Третий слой правды — это уже правда образа, правда характера. Героям веришь во всех их действиях , в любви и ненависти, в спасении и в гибели, в жестокости и в прощении..
Ну и четвертая правда, объединяющая все рассказы в единое целое — это подлинное неприятие нынешней власти, обрекающей и армию, и народы наши на нищету и унижение. И как противостоять этому?
Он показывает войну как жизнь, но жизнь по определенным правилам. В не самом сильном, на мой взгляд, рассказе "Дорога домой" я бы выделил одно утверждение: обреченным на войну почти нет места в прежней мирной жизни. Или они должны забыть про войну, или они станут лишними и ненужными. Вот потому "Письма мёртвого капитана" и становятся шурыгинским катехезисом, написанным для людей, обреченных на войну. Может быть, это сам автор, капитан Шурыгин, искренне считает: "…я приехал сюда, чтобы вновь обрести веру, понять, что истины несокрушимы. И любовь всё так же выше закона… Что мир держится на дружбе и верности".

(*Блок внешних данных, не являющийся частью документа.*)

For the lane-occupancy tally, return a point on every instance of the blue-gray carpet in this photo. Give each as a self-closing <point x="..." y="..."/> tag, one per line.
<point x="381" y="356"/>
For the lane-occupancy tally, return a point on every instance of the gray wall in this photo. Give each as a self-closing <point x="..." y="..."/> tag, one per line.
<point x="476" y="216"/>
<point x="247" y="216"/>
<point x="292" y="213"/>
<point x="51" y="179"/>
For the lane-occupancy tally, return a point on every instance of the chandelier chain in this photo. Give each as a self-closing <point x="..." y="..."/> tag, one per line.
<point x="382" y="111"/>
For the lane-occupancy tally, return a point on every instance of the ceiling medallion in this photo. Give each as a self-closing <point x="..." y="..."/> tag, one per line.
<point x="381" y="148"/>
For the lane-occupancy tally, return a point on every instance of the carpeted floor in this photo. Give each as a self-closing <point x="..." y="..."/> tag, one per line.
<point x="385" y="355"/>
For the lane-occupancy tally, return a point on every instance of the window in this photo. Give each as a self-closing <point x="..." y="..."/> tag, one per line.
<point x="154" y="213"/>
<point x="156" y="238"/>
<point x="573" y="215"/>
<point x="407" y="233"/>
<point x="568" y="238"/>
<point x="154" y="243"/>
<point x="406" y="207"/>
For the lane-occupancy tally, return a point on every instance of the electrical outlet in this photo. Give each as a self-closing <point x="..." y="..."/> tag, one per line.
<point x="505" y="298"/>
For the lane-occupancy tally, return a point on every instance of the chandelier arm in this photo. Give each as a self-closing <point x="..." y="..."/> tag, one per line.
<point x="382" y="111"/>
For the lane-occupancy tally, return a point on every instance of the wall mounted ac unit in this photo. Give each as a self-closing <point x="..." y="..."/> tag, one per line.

Может быть, и ему, а не только его героям, профессионалам войны, не только его "мертвому капитану" жить по законам войны проще и чище, чем жить в Москве по законам коррупционного режима. Потому он и в Чечне видит не воюющее государство, не великую армию, а "отряды русских мужиков, отправленных в Чечню неизвестно зачем. За нами нет государства, которое осеняло бы нас своей идеей, своей мощью…"
Может быть, рассказ "Письма мертвого капитана" — самый выдуманный, самый романтический рассказ в книге, но одновременно он и наиболее авторский. Ибо этот мёртвый капитан — это и представление о себе самом живого капитана Шурыгина. В каком-то смысле его мечты о себе самом. Его всегда мучает то небольшое, но существенное отличие от своих придуманных и увиденных вживую героев.

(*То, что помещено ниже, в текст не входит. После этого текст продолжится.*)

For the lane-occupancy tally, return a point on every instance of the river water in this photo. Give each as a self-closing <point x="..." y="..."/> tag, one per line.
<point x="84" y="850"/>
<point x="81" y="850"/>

"Я могу однажды встать и уйти. И мой стыд заключается в том, что люди, с которыми я жил рядом несколько дней, делил хлеб, ходил с ними по горам, — они уже привыкли ко мне как данности, как к своему, обреченному тянуть эту лямку. А я могу уйти, и тем горше мой стыд, и тем сильнее мой долг. Я пытаюсь людям доказать, что я не зря был частью их. Объяснить им — что, да, я свободен, но не свободен от них, ибо не могу быть свободным от своих братьев…"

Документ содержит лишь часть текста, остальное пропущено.